The PS5 and Xbox Scarlett consoles are going to be the last cycle of conventional consoles if Ubisoft’s CEO has anything to say about it. Yves Guillemot suggested that gaming’s recent flirtations with cross-technology services and the rise of streaming services is naturally paving the way for a new breed of hardware. Services like the Xbox Game Pass and Nvidia’s Geforce Now beta both show that the industry is investing more into this new model of gaming.
Speaking with Variety, Ubisoft’s co-founder and CEO, Yves Guillemot, suggested that we’ll see one more round of conventional console before “streaming will become more accessible to many players and make it not necessary to have big hardware at home.”

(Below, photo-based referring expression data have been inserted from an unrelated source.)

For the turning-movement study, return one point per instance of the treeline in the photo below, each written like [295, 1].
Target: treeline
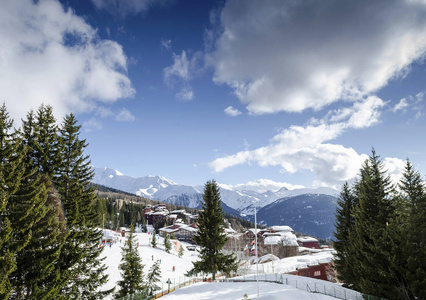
[381, 233]
[49, 227]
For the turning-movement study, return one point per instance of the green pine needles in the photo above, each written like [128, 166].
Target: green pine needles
[131, 268]
[49, 229]
[210, 235]
[381, 233]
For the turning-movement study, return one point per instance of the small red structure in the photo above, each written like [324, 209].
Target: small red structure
[308, 242]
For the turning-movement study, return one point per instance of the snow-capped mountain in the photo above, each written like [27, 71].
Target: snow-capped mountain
[306, 210]
[146, 186]
[242, 198]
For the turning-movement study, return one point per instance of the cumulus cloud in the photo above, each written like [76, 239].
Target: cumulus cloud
[412, 103]
[50, 55]
[233, 112]
[401, 105]
[184, 68]
[186, 94]
[125, 116]
[124, 8]
[308, 147]
[92, 124]
[167, 44]
[293, 55]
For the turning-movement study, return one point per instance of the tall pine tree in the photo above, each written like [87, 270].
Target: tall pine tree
[37, 276]
[210, 235]
[11, 173]
[342, 244]
[411, 236]
[152, 278]
[82, 269]
[131, 268]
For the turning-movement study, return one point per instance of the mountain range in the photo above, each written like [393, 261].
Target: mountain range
[309, 211]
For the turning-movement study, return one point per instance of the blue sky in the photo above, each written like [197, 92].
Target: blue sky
[278, 93]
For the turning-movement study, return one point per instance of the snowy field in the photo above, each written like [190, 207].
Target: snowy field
[149, 255]
[234, 291]
[296, 287]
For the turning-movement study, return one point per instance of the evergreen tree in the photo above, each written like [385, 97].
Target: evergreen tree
[411, 236]
[342, 244]
[11, 173]
[167, 243]
[210, 235]
[152, 278]
[36, 275]
[370, 237]
[131, 268]
[82, 270]
[41, 134]
[154, 241]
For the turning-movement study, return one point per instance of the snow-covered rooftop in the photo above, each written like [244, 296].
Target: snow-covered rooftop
[282, 228]
[306, 239]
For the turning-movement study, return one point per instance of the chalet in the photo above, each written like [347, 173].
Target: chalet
[153, 217]
[280, 241]
[110, 236]
[308, 242]
[318, 271]
[182, 232]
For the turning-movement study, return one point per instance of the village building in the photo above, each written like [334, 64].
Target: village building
[282, 241]
[182, 232]
[308, 242]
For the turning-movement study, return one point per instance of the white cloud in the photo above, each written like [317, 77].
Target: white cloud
[293, 55]
[179, 69]
[233, 112]
[394, 167]
[184, 68]
[50, 55]
[126, 7]
[166, 44]
[125, 116]
[186, 94]
[92, 124]
[412, 103]
[308, 148]
[401, 105]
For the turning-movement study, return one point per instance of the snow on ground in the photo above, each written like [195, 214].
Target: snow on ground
[295, 288]
[237, 290]
[149, 256]
[290, 264]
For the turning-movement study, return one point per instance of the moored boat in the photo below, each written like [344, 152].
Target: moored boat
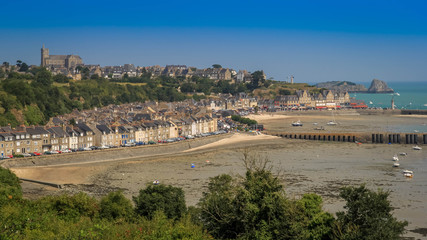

Guillemot isn’t just focused on the likes of Amazon and Google, both of whom have shown an interest in breaking into relatively new ground in a gaming streaming service; he suggested that the ability to stream AAA games to a phone, tablet or basic computer all show the next phase that the industry is heading towards. He said during the interview that the ability to stream games from one device to another is something that will help developers but also means that “we have to work on the accessibility of those games, to make sure they can be played on any device, but the fact that we will be able to stream those games on mobile phones and television screens without a console is going to change a lot of the industry.”
Whether or not the entire industry is indeed moving in this direction remains to be seen. Though services like the Xbox Game Pass demonstrates that consumers, publishers, and developers are willing to buy into the streaming model, though the financial toll it takes on publishers and developers in the long-term is something we’re still waiting to fully understand.

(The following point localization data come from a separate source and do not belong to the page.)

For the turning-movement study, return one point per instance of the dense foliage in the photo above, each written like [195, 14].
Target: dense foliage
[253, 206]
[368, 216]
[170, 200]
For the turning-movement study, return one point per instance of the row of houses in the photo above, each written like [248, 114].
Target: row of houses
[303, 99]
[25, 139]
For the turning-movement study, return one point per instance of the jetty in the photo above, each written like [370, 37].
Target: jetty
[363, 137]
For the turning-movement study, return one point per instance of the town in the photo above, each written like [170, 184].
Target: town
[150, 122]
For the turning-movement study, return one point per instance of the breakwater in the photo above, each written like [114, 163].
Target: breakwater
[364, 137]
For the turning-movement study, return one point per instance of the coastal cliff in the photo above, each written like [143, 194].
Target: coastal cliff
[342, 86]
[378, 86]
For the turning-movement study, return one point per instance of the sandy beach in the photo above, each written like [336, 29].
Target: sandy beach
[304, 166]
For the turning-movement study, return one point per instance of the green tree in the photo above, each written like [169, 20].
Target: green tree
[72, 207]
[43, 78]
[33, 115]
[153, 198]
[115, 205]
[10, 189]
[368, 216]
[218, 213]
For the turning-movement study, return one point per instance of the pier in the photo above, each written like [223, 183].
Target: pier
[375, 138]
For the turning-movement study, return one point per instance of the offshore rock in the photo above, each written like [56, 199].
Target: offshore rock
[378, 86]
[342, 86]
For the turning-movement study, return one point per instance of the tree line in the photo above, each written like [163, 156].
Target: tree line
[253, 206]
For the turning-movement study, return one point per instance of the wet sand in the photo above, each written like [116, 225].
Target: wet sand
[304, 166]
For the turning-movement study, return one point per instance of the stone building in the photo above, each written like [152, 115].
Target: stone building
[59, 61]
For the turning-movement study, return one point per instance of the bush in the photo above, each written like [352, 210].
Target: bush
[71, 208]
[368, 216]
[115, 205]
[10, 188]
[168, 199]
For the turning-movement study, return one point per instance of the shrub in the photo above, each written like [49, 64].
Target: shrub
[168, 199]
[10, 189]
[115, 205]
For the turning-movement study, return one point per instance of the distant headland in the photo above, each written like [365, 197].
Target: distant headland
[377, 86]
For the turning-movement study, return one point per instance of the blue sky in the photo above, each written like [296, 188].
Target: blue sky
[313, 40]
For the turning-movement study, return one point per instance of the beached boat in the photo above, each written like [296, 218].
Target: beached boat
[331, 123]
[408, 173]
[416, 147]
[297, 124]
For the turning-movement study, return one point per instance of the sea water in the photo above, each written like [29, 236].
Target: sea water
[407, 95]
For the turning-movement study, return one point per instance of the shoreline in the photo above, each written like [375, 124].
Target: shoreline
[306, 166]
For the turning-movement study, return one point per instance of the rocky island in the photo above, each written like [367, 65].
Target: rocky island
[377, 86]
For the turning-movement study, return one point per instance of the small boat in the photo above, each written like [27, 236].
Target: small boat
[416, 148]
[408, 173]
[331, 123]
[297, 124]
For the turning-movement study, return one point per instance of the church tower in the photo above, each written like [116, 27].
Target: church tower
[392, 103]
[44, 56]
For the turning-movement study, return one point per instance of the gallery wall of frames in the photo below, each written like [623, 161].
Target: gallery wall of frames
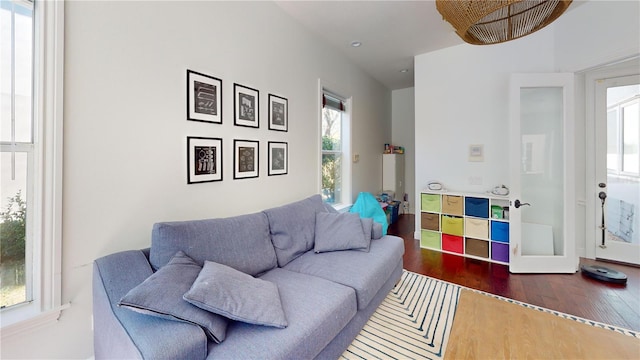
[205, 155]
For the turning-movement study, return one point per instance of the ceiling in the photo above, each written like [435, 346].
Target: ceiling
[391, 33]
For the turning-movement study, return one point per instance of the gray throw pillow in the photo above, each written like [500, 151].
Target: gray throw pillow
[226, 291]
[292, 228]
[376, 230]
[339, 232]
[161, 295]
[367, 228]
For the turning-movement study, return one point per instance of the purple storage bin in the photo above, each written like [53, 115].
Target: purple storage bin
[499, 252]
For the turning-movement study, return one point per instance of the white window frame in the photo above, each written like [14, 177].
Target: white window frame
[619, 108]
[346, 189]
[45, 228]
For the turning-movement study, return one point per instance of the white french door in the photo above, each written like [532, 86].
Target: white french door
[617, 167]
[542, 198]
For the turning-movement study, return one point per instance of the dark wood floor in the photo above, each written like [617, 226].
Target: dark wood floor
[574, 294]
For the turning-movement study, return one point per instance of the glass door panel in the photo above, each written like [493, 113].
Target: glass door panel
[542, 174]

Similarly, services like Nvidia’s Geforce Now, a beta service that allows players to stream games on a low-end computer, and Valve’s Link service which streams PC games to Smart Phones, show that the basic foundations for a fully-fledged streaming service to build on.

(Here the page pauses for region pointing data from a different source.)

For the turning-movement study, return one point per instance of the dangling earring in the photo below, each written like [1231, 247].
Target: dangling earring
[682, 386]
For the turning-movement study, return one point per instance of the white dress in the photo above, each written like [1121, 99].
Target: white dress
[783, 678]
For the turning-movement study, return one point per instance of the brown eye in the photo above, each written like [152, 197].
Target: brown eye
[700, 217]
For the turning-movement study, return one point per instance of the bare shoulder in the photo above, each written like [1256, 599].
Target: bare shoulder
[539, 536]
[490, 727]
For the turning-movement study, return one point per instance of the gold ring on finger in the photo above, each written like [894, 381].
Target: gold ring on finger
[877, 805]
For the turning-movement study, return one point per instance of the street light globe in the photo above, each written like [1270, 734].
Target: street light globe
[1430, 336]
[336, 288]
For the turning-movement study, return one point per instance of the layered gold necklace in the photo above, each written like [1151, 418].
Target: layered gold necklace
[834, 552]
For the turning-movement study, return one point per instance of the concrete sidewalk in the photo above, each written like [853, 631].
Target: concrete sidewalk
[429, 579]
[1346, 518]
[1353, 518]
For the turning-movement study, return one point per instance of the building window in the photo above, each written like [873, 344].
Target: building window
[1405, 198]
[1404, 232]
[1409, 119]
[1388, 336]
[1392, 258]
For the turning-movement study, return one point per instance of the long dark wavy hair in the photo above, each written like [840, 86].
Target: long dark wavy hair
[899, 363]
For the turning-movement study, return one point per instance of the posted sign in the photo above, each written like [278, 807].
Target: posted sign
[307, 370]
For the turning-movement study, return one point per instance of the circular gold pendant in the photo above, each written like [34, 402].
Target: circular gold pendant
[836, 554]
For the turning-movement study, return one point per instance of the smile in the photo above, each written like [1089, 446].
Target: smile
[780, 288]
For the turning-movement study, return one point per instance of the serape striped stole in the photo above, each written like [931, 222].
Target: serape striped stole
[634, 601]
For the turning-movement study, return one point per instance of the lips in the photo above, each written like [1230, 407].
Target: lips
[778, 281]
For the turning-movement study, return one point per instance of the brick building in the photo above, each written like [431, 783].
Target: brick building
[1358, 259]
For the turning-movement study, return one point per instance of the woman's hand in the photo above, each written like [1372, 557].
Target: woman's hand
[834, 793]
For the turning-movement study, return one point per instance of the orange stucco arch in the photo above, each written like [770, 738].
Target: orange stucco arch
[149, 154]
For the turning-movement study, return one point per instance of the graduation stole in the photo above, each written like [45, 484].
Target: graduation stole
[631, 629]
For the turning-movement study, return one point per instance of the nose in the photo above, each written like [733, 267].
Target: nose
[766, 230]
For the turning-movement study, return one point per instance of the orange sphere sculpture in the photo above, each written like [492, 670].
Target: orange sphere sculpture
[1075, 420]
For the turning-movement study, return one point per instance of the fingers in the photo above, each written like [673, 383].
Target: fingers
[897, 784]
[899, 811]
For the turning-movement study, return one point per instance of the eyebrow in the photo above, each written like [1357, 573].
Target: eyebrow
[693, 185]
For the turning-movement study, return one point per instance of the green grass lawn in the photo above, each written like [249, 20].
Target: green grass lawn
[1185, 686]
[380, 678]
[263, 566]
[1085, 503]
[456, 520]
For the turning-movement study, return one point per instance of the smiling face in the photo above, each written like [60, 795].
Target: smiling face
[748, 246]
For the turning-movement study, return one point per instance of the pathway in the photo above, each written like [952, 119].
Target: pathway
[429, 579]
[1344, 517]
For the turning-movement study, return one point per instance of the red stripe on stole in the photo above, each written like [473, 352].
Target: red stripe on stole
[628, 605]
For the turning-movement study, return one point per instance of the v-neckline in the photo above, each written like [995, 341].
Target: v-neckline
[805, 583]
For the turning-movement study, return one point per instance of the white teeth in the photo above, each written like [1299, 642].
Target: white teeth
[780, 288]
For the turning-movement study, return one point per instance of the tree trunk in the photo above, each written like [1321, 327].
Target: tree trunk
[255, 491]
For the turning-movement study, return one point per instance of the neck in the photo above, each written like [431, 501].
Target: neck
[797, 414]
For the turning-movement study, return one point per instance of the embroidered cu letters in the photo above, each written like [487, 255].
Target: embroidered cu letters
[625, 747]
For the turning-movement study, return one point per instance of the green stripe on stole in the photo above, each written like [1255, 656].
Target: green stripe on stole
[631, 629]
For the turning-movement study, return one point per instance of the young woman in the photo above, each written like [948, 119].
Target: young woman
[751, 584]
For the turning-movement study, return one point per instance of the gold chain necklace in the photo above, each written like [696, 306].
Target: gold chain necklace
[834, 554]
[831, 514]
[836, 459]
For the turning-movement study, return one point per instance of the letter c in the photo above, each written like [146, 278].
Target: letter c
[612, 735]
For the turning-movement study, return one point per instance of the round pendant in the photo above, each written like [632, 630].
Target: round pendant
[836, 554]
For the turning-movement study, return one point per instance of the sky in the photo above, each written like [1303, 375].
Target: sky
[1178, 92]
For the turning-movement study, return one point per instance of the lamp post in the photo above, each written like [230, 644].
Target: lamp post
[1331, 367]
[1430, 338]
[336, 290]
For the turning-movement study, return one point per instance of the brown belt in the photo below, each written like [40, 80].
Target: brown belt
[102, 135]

The idea of a streaming-only gaming system is still a fairly divisive one. Game Pass shows that it can work but so much of its success is down to players being able to use the games without an internet connection once they’ve been downloaded. And with much of the world still relatively behind when it comes to stable internet connections, streaming may well be the future for the industry, but there’s still a fair few problems to be solved if the model is going to work, even if Ubisoft’s CEO is behind the changes.